Fixed long before 8.x was available. http://www.freebsd.org/security/advisories/FreeBSD-SA-09:11.ntpd.asc

bzip2 from ver 1.0.5 to 1.0.6 due to CVE-2010-0405 (probably minor change)

Already fixed in 8.1. http://www.freebsd.org/security/advisories/FreeBSD-SA-10:08.bzip2.asc

 

[jamoses]

Now, something doesn't make sense to me because when I log into FreeNAS which is based upon FreeBSD 8.3, it says:

FreeBSD 8.3-RELEASE-p6 (FREENAS.amd64) #0 r24814M: Sun Mar 10 16:35:05 PDT 2013

[root@NAS1]>ntpd -v returns:
ntpd - NTP daemon program - Ver. 4.2.4p5

[root@NAS1]>bzip2 -h returns:
bzip2, a block-sorting file compressor. Version 1.0.5. 10-Dec-2007

4.2.4p5 and 1.0.5 are vulnerable code versions for ntp and bzip2. I verified it. Is there some way to verify which versions of those packages are actually incorporated into OFFICIAL FreeBSD 8.3? Because they definitely are not part of FreeNAS 8.3.1-RELEASE based on FreeBSD 8.3-RELEASE-p6.

Many thanks too; I totally appreciate the community support.

-Jim

 

[wblock@]

It is explained well here: Thread 17688

 

[jamoses]

It is explained well here: Thread 17688

Got it! So a version will not change on imported SW but will fix the vulnerability. That's good news. Now I'm going to pound on my vulnerability scanner for coming up with false positives.

Many thanks.

-Jim

 

[SirDice]

Now I'm going to pound on my vulnerability scanner for coming up with false positives.

They are great for doing a quick scan but you need somebody experienced to make sense of the results. I've seen way to many "security" people taking whatever their vulnerability scanner threw up as the absolute truth without verifying or interpreting the results.

 

[jamoses]

They are great for doing a quick scan but you need somebody experienced to make sense of the results. I've seen way to many "security" people taking whatever their vulnerability scanner threw up as the absolute truth without verifying or interpreting the results.

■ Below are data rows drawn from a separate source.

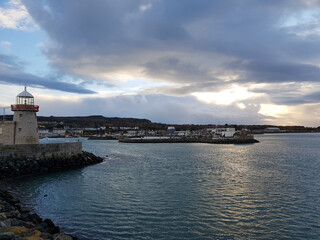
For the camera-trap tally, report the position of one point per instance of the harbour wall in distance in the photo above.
(239, 140)
(36, 159)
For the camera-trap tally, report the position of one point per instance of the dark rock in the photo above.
(34, 218)
(7, 236)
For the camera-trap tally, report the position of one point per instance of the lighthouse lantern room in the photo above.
(25, 119)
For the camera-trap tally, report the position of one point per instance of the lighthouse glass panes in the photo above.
(25, 100)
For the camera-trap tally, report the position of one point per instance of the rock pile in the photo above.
(15, 167)
(17, 223)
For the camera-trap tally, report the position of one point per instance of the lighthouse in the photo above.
(25, 119)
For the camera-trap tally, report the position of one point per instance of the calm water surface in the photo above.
(269, 190)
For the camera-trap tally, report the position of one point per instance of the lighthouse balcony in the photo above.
(24, 107)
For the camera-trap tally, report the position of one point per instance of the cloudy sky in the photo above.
(171, 61)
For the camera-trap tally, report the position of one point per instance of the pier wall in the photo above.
(36, 159)
(40, 151)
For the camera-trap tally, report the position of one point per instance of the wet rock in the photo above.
(7, 236)
(16, 230)
(34, 218)
(62, 236)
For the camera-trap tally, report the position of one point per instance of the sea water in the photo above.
(267, 190)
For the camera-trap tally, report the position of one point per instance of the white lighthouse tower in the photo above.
(25, 119)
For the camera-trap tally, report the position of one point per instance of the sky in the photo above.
(170, 61)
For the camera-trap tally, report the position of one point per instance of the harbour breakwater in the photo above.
(241, 140)
(17, 167)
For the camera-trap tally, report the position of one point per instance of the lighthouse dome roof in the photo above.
(25, 94)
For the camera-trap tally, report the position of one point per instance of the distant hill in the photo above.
(98, 121)
(93, 121)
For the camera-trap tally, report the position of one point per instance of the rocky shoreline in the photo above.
(18, 223)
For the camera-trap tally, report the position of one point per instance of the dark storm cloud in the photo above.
(157, 108)
(11, 71)
(183, 41)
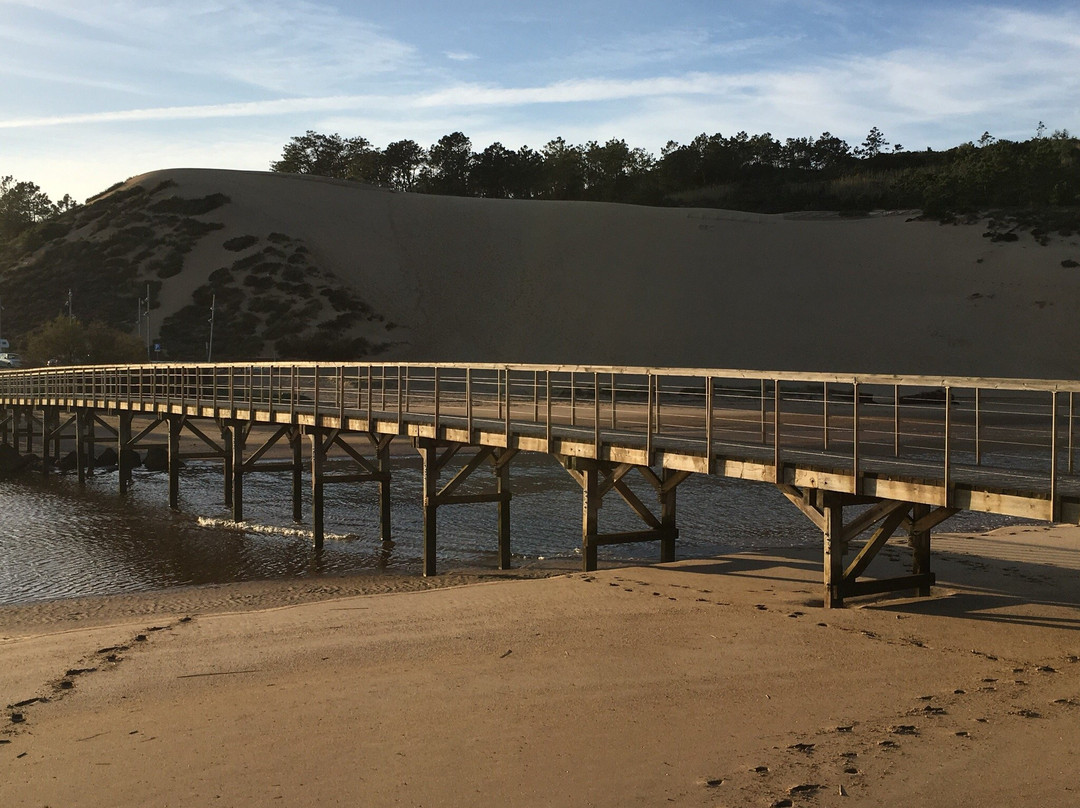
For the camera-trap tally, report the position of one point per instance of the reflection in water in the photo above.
(57, 540)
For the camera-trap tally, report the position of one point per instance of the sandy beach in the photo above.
(704, 683)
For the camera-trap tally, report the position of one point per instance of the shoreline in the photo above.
(707, 682)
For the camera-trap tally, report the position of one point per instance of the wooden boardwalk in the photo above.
(900, 453)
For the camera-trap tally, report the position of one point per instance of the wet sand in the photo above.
(703, 683)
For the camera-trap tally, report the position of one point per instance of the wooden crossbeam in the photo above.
(474, 498)
(359, 477)
(868, 517)
(379, 442)
(468, 469)
(626, 537)
(636, 505)
(876, 541)
(612, 476)
(933, 519)
(58, 431)
(501, 460)
(800, 500)
(356, 456)
(204, 438)
(651, 476)
(146, 431)
(673, 481)
(267, 445)
(104, 425)
(281, 466)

That is precisely what we're doing here:

1. Vulnerability scanner throws results (which is better than actually performing the DoS attack on my own machine to verify the vulnerability) and our rule here is either patch the vulnerability, or open a trouble ticket against the vulnerability scanner finding.
2. Verify that the version the scanner found is actually the affected version on the subject OS.
3. Now for an OS other than FreeBSD, I could verify that the vulnerability is patched by verifying the affected software's version and by virtue of good versioning record keeping.
4. Unfortunately, for FreeBSD only, I now have to go verify that a patch was applied to fix a vulnerability EVEN THOUGH the version within FreeBSD may not have change 4 years later because they ONLY fix the vulnerability. (i.e. CVE-2009-1252)
5. My 2 cents: I kind of think that there should be a version change for any piece of software to denote a security vulnerability patch, just so the binary can be verified against a non-patched version short of comparing checksums/SHA1 on different binaries caring precisely the same version number.

 

[kpa]

Checksums don't work on systems where the OS is updated/upgraded from sources, every compilation results in binaries that are unique to that compilation regardless of changes or no changes to the source code.